Fig tarte tatin by Michel Roux Junior
“The classic recipe is with apple, but tarte tatin can be made with all sorts of fruits and I think this fig version is particularly good.” - Michel Roux Junior
Prep Time10 minutes mins
Cook Time35 minutes mins
Course: Dessert
Cuisine: French
Keyword: Advanced level French dessert recipe, Alternative tarte tatin, Classic french dessert, Fig recipe
Servings: 4 People
Author: Michel Roux Junior
- 35 g 1¼ oz butter
- 70 g 2½ oz golden caster sugar
- A pinch of sea salt
- 12 fresh figs cut in half
- 250 g 8¾ oz puff pastry
Melt the butter, sugar and salt in a frying pan. When the mixture is bubbling, add the figs and cook them for five minutes over a high heat, turning them over after 2½ minutes.

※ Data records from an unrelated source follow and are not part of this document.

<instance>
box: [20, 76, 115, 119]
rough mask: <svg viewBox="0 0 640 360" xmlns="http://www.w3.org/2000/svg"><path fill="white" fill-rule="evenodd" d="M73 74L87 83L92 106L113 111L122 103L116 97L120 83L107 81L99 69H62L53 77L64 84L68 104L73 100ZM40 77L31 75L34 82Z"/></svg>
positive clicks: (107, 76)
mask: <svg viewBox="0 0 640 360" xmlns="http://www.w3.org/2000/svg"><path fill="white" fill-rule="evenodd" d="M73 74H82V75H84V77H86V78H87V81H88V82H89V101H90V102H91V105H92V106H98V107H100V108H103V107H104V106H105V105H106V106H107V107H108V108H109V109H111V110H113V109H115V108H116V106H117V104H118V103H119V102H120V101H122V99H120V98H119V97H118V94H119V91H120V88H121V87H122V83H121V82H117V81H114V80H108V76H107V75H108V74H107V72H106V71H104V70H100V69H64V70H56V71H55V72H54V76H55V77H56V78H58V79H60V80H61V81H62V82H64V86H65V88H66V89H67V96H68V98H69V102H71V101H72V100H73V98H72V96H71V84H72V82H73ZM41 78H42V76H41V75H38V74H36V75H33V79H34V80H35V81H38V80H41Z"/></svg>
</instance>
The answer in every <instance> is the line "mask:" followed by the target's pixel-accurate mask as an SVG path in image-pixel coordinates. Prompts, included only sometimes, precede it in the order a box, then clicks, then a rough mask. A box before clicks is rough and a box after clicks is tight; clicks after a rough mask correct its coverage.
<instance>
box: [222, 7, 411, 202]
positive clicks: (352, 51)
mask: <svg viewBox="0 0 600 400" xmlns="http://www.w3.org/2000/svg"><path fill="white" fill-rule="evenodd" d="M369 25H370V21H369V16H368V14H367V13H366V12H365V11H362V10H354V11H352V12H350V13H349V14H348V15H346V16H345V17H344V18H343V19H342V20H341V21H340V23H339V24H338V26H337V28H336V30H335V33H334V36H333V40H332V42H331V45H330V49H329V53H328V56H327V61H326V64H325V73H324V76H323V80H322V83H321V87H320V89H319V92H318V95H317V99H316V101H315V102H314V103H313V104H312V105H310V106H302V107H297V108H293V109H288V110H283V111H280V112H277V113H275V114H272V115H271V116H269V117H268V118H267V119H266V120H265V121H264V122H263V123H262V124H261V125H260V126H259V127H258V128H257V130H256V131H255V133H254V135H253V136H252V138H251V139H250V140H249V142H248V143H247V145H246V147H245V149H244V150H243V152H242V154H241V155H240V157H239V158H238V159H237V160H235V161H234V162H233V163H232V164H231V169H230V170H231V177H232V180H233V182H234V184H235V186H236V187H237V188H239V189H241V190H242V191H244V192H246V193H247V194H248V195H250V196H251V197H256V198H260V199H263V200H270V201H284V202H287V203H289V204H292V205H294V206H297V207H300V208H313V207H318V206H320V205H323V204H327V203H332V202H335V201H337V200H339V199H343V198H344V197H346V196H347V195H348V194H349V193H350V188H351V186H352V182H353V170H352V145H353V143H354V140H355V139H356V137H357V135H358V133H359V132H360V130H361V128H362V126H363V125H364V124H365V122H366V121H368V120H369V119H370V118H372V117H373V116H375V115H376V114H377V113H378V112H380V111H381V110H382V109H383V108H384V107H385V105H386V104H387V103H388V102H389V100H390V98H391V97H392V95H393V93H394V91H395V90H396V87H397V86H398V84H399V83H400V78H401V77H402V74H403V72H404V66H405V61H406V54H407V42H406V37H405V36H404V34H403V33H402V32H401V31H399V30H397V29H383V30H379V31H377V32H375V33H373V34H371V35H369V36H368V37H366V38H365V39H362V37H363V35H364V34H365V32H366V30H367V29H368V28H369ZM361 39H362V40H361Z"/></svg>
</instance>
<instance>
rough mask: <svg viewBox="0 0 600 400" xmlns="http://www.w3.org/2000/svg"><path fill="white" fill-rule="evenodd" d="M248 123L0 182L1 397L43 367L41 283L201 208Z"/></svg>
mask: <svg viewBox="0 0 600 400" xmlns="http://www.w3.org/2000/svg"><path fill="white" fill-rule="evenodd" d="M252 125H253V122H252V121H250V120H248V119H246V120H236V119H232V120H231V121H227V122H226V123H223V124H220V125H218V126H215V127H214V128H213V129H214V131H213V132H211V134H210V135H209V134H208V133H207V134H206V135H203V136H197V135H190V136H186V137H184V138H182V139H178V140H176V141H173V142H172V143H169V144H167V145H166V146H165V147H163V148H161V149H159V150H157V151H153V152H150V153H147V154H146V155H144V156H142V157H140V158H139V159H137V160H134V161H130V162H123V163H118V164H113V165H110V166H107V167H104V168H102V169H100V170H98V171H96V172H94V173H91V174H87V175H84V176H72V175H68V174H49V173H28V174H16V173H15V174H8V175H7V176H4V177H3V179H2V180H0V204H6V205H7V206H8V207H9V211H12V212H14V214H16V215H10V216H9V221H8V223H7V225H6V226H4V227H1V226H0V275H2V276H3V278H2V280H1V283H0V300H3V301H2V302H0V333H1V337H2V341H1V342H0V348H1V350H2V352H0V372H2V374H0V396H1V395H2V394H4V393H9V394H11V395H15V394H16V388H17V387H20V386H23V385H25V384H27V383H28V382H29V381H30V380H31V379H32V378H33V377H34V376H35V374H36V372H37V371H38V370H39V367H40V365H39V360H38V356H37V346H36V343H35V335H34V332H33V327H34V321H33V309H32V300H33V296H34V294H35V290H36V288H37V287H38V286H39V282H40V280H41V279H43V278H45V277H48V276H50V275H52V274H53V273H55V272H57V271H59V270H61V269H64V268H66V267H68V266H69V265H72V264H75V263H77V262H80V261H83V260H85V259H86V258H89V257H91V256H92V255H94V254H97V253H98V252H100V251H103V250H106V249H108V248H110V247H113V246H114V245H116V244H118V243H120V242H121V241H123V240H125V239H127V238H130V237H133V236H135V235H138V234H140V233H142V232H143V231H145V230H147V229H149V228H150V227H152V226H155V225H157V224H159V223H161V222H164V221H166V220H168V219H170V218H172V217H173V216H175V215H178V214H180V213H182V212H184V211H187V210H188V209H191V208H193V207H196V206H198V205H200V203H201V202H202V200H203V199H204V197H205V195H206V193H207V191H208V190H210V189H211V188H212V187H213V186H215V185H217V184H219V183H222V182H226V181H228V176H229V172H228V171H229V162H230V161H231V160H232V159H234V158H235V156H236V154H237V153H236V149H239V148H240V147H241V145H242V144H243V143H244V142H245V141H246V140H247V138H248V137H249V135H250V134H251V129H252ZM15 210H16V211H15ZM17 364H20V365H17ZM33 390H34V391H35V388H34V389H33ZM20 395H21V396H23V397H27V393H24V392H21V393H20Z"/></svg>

Transfer the figs and juices to a 20cm-wide tarte tatin pan, or an ovenproof dish. Leave to cool. Preheat the oven to 210°C (190°C/Gas Mark 6½).
Roll out the pastry to form a circle about 3cm (1in) wider than the pan. Place this on top of the figs, tucking in the excess pastry around them.
Cut eight little holes in the pastry with the point of a knife. Bake the tart in the oven for 35 minutes, then remove it and leave it to cool slightly.
To turn the tart out, take a plate of about the same size as the pan and place it over the pan. Quickly turn the pan over to transfer the tart to the plate.